For the comparison of the review and approval timelines between the U.S.A. and the EU, we excluded drugs for which the first EU approval predated the establishment of the EMA in 1995 as well as bevacizumab, since it is no longer FDA-approved for use in breast cancer. For the remaining 17 drugs approved following FDA and EMA review, “approval lag” times were calculated as the difference in calendar days between the respective approval dates. Review times were calculated as the number of calendar days between NDA (New Drug Application)/MAA (Marketing Authorization Application) submission and approval. The EMA review times therefore include so-called “clock stops”, during which applicants prepare answers to the questions raised by the agency. Toremifene was excluded from the analysis of review times, since the submission date leading to approval was not available on the FDA server. For U.S.A. approvals, the date on which the FDA received the application (as stated in the approval letter) was used as the submission date. For European approvals, we separately collected the date of the positive CHMP opinion, in order to determine the EMA review time net of the additional time interval to a European Commission decision.

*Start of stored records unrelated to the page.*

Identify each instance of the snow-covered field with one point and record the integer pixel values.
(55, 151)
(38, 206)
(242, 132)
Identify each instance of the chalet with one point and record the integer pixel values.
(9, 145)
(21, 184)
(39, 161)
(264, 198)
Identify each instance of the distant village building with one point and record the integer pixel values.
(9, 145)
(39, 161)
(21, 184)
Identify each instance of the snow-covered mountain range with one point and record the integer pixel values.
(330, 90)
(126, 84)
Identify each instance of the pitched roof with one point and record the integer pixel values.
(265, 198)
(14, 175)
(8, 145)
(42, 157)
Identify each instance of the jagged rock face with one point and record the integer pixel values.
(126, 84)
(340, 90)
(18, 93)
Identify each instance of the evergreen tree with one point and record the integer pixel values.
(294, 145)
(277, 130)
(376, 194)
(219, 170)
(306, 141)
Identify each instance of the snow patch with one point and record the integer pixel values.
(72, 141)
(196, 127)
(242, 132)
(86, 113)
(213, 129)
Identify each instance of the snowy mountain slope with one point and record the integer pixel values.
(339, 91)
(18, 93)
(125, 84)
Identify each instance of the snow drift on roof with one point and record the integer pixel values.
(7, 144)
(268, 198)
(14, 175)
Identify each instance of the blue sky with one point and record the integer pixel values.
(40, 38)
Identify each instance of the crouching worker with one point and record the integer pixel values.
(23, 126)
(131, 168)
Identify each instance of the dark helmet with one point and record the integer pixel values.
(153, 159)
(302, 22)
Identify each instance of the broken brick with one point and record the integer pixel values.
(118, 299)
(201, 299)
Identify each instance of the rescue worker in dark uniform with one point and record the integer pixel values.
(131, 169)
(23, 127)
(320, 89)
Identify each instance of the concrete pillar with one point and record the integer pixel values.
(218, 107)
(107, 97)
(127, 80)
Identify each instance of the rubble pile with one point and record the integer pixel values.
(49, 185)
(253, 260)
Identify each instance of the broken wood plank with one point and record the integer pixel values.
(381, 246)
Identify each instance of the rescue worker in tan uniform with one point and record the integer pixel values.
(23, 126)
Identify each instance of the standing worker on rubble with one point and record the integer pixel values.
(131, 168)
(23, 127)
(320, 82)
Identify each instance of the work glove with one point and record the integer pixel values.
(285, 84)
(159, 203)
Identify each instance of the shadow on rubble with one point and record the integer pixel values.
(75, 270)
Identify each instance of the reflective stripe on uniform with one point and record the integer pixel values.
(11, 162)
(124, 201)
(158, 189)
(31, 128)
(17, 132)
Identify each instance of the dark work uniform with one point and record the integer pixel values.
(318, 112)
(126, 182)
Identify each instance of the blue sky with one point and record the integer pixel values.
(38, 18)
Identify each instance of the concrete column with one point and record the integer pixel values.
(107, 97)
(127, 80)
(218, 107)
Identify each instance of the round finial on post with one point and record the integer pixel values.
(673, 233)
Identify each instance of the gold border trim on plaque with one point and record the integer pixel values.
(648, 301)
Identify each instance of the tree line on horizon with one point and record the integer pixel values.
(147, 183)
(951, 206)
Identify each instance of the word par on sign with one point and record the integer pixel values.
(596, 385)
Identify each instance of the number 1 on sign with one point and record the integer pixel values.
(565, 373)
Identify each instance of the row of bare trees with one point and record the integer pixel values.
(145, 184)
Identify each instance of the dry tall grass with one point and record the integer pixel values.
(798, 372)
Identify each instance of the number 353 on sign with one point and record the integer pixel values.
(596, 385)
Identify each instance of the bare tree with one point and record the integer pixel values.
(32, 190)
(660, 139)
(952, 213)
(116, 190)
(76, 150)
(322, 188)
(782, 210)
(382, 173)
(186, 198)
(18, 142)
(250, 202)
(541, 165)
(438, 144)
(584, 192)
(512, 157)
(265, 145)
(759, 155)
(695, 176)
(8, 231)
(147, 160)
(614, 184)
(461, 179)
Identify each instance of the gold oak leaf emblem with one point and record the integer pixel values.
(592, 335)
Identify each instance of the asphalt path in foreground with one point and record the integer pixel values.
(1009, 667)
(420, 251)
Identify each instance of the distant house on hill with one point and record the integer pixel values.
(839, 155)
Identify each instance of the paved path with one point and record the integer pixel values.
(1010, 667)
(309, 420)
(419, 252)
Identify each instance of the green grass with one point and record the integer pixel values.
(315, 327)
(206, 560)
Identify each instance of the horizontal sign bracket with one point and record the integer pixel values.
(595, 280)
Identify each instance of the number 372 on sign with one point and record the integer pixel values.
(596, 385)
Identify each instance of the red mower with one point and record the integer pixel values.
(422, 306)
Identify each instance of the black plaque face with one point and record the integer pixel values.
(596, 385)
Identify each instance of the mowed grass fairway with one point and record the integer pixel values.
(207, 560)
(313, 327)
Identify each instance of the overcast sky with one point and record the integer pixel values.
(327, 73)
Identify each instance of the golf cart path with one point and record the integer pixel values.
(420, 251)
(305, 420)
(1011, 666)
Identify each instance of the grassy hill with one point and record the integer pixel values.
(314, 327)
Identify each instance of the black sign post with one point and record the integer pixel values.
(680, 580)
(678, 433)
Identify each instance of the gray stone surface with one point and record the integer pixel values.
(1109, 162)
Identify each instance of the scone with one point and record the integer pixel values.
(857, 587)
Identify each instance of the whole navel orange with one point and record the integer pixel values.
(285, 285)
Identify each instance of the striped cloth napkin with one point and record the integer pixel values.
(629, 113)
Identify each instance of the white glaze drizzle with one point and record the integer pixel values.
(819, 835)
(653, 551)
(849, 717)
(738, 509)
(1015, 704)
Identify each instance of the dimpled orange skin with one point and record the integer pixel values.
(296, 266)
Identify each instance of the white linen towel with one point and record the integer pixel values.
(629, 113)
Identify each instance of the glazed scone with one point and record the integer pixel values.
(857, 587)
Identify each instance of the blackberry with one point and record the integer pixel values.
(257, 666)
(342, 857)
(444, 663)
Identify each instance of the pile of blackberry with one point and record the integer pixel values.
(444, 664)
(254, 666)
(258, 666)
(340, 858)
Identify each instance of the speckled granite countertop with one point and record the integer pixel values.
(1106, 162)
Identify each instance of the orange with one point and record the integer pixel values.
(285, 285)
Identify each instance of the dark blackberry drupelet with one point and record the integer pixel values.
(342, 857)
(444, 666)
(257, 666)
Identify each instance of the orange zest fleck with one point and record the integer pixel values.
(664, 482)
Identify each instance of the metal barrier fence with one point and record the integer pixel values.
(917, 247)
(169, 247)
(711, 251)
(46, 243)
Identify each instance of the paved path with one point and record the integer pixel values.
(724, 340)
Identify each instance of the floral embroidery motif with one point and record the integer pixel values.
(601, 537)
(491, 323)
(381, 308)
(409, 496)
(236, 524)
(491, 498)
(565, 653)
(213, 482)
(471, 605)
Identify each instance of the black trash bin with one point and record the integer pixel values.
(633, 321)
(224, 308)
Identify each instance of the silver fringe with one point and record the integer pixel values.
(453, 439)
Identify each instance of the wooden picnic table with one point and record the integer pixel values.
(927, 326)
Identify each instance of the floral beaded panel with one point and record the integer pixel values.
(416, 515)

The statistical analysis of results was conducted as follows. Differing frequencies of regulatory pathways were analyzed by Fisher’s exact test and 95% Clopper–Pearson exact confidence intervals were calculated. For review durations and approval times, we analyzed differences using the Wilcoxon test, presenting medians with 95% confidence intervals. P-values of less than 0.05 were considered statistically significant. All analyses were performed using IBM SPSS Statistics (Version 26.0.0.0, 2019). Clopper–Pearson confidence intervals were calculated with Cytel Studio (Version 8.0.0, 2007).
5. Conclusions
In conclusion, this study showed a high degree of concordance between the FDA and EMA approval decisions for breast cancer drugs, especially since 2009. However, the analysis also revealed a persisting median “approval lag” of about 12 months between the U.S.A. and Europe. In particular, we found that the median time span from regulatory submission to positive FDA/EMA decision was more than twice as long in Europe compared to the U.S.A., even though all post-bevacizumab regulatory decisions were the same or highly similar.
This work therefore identifies one particular measure the European Union could take in order to accelerate the approval of breast cancer drugs, in keeping with its statement that breast cancer is a “primary focus of EU policy initiatives” [
29]. To do so, the EMA could consider applying its existing special regulatory programs (e.g., PRIME status or accelerated assessment) to breast cancer drugs, similar to the FDA’s much broader use of such programs in the United States.